Quando studiavo Storia nelle scuole dell’obbligo, i testi erano suddivisi per capitoli: c’erano I Sumeri e la Stele di Rosetta, c’erano gli Egizi, i Romani, il Medioevo (Primo e Tardo). C’erano le Guerre. Via via i testi divenivano più approfonditi, ma la classificazione delle epoche era pressappoco sempre la stessa, mutava qua e là di un Cesare o un Cavour.
“In futuro probabilmente catalogheranno la nostra quotidianità in un insieme sempre più generico come noi oggi dividiamo la Prima Rivoluzione Industriale dal Ventennio”
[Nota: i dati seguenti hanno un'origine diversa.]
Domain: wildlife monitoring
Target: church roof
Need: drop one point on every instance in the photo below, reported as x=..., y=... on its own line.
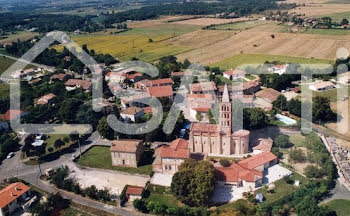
x=225, y=96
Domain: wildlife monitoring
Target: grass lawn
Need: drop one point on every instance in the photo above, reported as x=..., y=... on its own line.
x=100, y=157
x=282, y=188
x=162, y=196
x=240, y=59
x=50, y=141
x=341, y=206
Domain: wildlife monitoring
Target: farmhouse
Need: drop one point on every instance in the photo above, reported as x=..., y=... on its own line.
x=46, y=99
x=344, y=78
x=234, y=74
x=219, y=140
x=132, y=113
x=203, y=88
x=161, y=82
x=72, y=84
x=259, y=162
x=161, y=91
x=126, y=152
x=13, y=197
x=168, y=158
x=268, y=94
x=235, y=175
x=134, y=192
x=321, y=86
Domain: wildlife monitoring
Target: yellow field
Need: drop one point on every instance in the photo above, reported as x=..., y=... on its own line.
x=135, y=43
x=18, y=36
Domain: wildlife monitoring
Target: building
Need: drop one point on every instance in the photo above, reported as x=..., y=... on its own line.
x=259, y=162
x=12, y=114
x=72, y=84
x=344, y=78
x=134, y=192
x=161, y=91
x=268, y=94
x=126, y=152
x=13, y=197
x=238, y=176
x=46, y=99
x=321, y=86
x=219, y=139
x=161, y=82
x=234, y=74
x=203, y=88
x=168, y=158
x=132, y=113
x=60, y=76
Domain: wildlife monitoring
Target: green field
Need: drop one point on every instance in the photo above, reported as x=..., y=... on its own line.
x=163, y=196
x=135, y=42
x=282, y=188
x=341, y=206
x=240, y=59
x=100, y=157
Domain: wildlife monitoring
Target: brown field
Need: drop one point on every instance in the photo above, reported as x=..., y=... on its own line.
x=211, y=21
x=317, y=10
x=285, y=44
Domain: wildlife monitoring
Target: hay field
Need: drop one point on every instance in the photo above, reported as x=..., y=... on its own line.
x=240, y=59
x=210, y=21
x=317, y=10
x=284, y=44
x=135, y=43
x=23, y=35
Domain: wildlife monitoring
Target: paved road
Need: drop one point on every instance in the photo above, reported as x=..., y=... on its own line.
x=35, y=64
x=30, y=173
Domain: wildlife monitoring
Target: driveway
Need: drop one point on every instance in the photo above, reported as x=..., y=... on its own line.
x=162, y=179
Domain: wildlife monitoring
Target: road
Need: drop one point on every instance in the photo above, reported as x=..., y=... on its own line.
x=15, y=168
x=32, y=63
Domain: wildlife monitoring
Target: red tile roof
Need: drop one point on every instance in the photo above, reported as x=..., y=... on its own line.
x=177, y=149
x=77, y=82
x=204, y=86
x=12, y=114
x=161, y=81
x=133, y=190
x=161, y=91
x=204, y=127
x=235, y=172
x=257, y=160
x=12, y=192
x=234, y=72
x=125, y=145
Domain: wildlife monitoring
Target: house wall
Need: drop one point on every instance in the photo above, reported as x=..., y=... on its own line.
x=171, y=165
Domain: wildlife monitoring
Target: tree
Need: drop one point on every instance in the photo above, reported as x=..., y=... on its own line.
x=194, y=182
x=282, y=141
x=199, y=116
x=58, y=143
x=104, y=129
x=280, y=103
x=225, y=162
x=321, y=110
x=344, y=22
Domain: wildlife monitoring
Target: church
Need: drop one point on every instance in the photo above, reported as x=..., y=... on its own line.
x=219, y=139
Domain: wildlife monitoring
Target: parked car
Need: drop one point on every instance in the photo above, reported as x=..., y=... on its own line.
x=10, y=155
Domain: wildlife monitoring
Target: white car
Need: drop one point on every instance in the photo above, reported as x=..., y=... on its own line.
x=10, y=155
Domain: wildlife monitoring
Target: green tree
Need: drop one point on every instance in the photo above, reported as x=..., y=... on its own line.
x=194, y=182
x=282, y=141
x=104, y=129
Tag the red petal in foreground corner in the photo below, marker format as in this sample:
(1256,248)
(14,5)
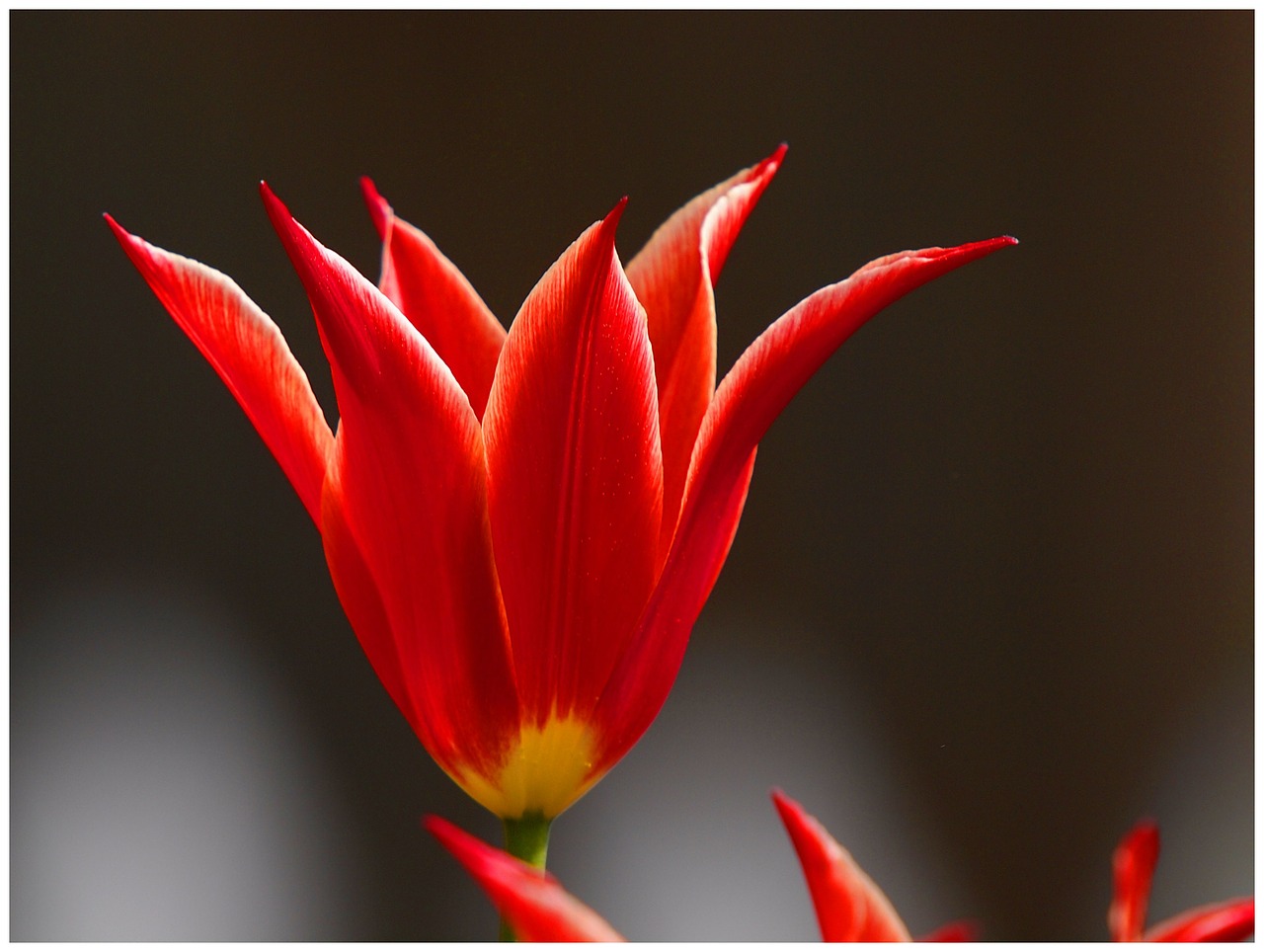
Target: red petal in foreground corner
(1134,861)
(849,907)
(533,902)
Ogni giorno della nostra vita, ogni ora spesa a far si che quello che siamo possa contribuire a qualcosa, potrebbe volgarmente essere riassunto col termine Prima Rivoluzione Web. Per quanto ne sappiamo, potremmo già far parte del 6000 Avanti Cristo Seconda Venuta e non rendercene conto, anche se dubito vivremo così a lungo. Tutti in classe si fanno i cazzi propri, forse sono l’unico che sta capendo cosa voglia cercare di dirci. MediaEvo, è questo il termine che mi pare più calzante. L’Impero Romano, d’altronde, per noi sono due parole in due secondi, ma è durato cinque secoli. I cittadini del Mondo del 5000 accorperanno ogni cosa dei miei giorni assieme al Muro di Berlino, a Verlaine e Baudelaire, alla Guerra nel Vietnam e alle infezioni da HIV e Aviaria in un unico capitolo da ripetere a memoria davanti ad una cattedra volante. Siamo informazioni da imboccare alle future generazioni, in un mondo dove non esisteranno più “buoni” o “cattivi” studenti, ma dove ogni allievo opportunamente dotato di porta USB potrà assimilare nozioni freeshare a 124000 kb\s. Stesso livello di cultura per tutti. Comunismo didattico.
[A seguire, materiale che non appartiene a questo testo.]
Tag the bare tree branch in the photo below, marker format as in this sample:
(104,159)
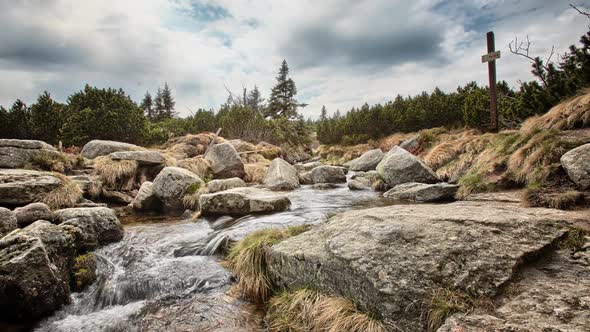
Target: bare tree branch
(580,11)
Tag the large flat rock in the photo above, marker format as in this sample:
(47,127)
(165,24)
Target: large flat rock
(553,295)
(16,153)
(242,201)
(97,148)
(390,260)
(21,187)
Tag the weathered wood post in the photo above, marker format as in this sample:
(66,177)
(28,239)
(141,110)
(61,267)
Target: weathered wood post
(491,58)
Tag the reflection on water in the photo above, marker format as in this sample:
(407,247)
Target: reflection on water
(164,275)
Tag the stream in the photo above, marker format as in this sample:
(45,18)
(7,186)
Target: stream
(167,274)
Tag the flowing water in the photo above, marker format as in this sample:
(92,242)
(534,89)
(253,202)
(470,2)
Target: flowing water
(166,274)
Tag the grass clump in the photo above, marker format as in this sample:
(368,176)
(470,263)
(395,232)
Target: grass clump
(66,195)
(309,310)
(537,197)
(445,302)
(571,114)
(248,260)
(84,271)
(575,239)
(192,194)
(115,173)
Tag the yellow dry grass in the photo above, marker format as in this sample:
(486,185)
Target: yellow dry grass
(445,302)
(309,310)
(570,114)
(197,165)
(66,195)
(115,173)
(255,173)
(247,259)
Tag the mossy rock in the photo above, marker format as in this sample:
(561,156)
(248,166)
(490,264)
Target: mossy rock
(83,272)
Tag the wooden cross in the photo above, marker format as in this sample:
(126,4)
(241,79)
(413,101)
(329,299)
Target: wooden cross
(491,58)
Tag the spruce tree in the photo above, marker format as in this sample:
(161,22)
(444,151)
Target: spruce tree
(282,103)
(254,100)
(147,104)
(158,106)
(19,119)
(46,119)
(168,102)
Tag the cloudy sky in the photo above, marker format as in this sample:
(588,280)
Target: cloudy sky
(342,53)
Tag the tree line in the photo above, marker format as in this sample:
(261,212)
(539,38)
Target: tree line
(95,113)
(468,106)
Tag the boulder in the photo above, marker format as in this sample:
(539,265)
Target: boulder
(35,266)
(8,221)
(97,148)
(147,158)
(214,186)
(242,146)
(423,192)
(146,199)
(95,226)
(399,166)
(328,174)
(305,178)
(225,161)
(281,176)
(242,201)
(325,186)
(368,161)
(307,166)
(28,214)
(551,295)
(370,180)
(390,260)
(576,163)
(255,173)
(116,197)
(197,165)
(172,184)
(21,187)
(16,153)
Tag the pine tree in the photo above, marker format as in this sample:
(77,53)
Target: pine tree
(19,120)
(168,102)
(254,100)
(147,104)
(282,103)
(158,106)
(46,119)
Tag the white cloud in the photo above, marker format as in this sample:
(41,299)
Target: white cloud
(342,53)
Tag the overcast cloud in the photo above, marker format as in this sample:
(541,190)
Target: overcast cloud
(341,53)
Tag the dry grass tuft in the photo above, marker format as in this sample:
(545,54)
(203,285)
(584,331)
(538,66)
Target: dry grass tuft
(66,195)
(115,173)
(255,173)
(576,239)
(308,310)
(537,197)
(247,259)
(533,161)
(570,114)
(446,302)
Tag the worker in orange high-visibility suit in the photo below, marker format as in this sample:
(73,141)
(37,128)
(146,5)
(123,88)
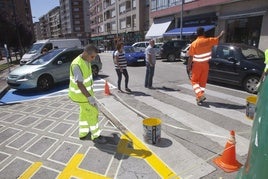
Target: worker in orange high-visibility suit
(199,56)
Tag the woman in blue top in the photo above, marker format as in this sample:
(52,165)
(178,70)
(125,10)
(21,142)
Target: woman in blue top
(121,66)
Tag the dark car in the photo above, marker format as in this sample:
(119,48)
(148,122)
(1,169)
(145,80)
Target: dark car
(171,49)
(237,64)
(133,56)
“Man mano che il tempo si dilata, verranno costrette numeri sempre maggiori di informazioni in catalogazioni sempre più piccole, fino a che un giorno molto lontano, saremo proprio noi il capitolo successivo al Sacro Romano Impero”
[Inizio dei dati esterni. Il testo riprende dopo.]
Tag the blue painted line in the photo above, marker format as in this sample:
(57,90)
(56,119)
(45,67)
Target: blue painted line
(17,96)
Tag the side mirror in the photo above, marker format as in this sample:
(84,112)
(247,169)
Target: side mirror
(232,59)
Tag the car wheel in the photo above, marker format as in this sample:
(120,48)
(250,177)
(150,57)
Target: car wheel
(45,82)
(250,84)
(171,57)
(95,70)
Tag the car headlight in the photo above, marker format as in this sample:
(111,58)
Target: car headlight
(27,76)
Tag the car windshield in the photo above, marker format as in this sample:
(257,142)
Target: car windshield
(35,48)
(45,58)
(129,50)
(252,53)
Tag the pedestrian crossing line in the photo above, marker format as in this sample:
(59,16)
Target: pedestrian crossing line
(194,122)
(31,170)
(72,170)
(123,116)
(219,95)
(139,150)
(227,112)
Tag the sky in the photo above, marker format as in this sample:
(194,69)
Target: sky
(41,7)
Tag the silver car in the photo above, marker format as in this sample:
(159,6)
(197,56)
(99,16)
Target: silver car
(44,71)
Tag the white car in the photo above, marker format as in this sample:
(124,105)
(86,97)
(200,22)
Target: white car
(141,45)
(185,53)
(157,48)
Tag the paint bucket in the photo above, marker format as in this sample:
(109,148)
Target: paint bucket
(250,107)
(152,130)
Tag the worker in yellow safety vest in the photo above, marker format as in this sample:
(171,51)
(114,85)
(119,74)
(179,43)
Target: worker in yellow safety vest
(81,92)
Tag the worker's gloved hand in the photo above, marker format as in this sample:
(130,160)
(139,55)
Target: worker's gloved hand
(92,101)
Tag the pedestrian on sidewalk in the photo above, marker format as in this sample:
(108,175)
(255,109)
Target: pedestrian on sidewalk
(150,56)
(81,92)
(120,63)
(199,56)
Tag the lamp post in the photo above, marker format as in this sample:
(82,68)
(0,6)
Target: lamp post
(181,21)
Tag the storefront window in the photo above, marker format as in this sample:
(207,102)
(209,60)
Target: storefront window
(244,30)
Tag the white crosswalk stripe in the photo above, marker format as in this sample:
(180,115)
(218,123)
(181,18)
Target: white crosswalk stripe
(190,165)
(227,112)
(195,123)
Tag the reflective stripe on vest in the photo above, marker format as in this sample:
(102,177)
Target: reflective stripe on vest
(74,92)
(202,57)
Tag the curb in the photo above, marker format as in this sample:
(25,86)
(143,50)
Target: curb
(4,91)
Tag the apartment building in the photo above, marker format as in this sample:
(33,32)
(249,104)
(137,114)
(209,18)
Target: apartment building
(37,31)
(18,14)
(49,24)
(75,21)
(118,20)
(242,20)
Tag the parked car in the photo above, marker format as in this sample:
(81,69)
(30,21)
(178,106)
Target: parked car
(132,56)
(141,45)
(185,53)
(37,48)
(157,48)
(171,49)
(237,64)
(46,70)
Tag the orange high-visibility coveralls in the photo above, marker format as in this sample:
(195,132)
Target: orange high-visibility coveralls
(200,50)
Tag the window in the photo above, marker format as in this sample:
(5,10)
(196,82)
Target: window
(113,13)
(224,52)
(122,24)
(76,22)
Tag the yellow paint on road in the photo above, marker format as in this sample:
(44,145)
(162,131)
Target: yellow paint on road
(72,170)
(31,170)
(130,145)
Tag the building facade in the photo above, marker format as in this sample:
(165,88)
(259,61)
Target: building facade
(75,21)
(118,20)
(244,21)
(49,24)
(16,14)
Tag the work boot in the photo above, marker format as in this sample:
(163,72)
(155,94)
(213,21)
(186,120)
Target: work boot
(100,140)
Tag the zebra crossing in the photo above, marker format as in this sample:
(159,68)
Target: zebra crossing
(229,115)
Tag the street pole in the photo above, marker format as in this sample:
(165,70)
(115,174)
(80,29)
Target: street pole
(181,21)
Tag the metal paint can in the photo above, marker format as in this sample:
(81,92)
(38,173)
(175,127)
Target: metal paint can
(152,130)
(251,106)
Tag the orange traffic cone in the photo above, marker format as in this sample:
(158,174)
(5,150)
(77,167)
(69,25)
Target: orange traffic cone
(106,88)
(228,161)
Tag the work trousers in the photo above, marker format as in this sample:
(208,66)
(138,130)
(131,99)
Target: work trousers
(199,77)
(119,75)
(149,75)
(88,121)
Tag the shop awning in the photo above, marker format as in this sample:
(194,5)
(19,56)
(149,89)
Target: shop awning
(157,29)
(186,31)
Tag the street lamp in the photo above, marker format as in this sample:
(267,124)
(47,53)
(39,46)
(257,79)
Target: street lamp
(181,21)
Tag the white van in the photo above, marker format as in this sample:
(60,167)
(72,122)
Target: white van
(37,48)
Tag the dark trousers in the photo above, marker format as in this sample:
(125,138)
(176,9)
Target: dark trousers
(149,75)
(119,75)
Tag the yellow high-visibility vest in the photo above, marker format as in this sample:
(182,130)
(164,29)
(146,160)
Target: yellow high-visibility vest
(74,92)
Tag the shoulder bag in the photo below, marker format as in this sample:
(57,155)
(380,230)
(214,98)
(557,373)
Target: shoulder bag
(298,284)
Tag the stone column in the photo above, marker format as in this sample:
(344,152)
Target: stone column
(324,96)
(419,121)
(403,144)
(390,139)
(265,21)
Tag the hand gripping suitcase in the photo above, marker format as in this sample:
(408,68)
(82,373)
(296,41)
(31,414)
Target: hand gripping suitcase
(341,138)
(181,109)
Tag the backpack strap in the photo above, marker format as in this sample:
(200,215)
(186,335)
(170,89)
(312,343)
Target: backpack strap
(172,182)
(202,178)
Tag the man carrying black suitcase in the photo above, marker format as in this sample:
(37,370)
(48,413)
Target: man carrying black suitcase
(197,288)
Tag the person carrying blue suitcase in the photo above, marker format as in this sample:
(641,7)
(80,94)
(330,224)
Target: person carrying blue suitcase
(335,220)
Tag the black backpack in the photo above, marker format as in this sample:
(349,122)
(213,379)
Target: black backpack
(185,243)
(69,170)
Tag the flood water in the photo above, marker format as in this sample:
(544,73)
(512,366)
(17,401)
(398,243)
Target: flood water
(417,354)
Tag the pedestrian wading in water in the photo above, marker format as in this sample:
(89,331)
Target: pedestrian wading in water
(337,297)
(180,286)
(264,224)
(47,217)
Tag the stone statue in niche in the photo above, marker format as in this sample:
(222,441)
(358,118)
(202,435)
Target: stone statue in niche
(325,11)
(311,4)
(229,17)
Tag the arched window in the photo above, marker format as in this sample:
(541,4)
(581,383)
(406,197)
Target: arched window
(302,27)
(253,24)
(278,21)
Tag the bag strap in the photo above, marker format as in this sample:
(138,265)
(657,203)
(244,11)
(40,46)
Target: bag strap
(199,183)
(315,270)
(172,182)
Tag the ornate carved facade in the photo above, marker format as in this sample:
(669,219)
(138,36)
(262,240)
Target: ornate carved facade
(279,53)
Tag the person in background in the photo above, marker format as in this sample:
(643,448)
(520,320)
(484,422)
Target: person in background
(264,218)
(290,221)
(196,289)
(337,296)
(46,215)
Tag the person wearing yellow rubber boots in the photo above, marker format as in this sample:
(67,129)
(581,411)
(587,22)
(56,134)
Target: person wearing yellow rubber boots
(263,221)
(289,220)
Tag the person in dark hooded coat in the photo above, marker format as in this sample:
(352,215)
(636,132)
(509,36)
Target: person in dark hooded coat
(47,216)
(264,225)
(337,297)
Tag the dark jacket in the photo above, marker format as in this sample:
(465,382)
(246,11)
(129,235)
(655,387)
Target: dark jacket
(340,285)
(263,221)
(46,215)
I libri di Storia non cambiano forma, 100 pagine sono più che sufficienti per un bambino, quanto per un adolescente. Per uno di ieri quanto per uno di oggi. I piccoli studenti Babilonesi non avevano tavolette d’argilla da venti pagine perchè la loro storia era così attigua alla creazione dell’Universo. I giovani liceali tra cinque secoli non studieranno su volumi spessi 1 metro e 90. Ammesso che di volumi ancora si potrà parlare. E me li vedo in gita scolastica ad ammirare i quadri di Giger sulle piattaforme olografiche con una concezione dell’arte totalmente diversa, fatta di computer grafica e cinema 6D, con scene di amplessi che si concludono con gravidanze reali. Li guardo girare per le ville di Berlusconi come noi si visitano i mosaici di Piazza Armerina o la Reggia di Torino, commentando l’arredamento bislacco e disgustosamente retrò. Mia madre mi chiede come faccio a pensare queste cose assurde quando, a cena, le spiego che vorrei occultare una capsula del tempo.
“E dove?” mi chiede
Già, dove. Il muro lo scarto subito: tra quattro secoli della mia casa non resterà che un cm di intonaco. Seppellirlo magari.
“Non è detto” dice “che un domani riemergerà”
Cerco di spiegarle che non mi interessa che venga ritrovato, perchè comunque non farebbe differenza. Non è quello il punto. Il punto è che dietro ogni epoca o grande uomo del passato c’è un’umanità che non conta un cazzo. E che se neanche Cristo è riuscito ad entrare a far parte di qualcosa allora quel qualcosa non esiste. Perchè ad una civiltà aliena di Cristo non gliene fregherà niente. Allora è la Storia che non esiste. E forse il punto è che la Storia la fanno quelli come me, occultatori di capsule mai ritrovate, che di storia non raccontano quella di miliardi di persone, di costumi e abitudini che variano col tempo, ma solo una. La propria.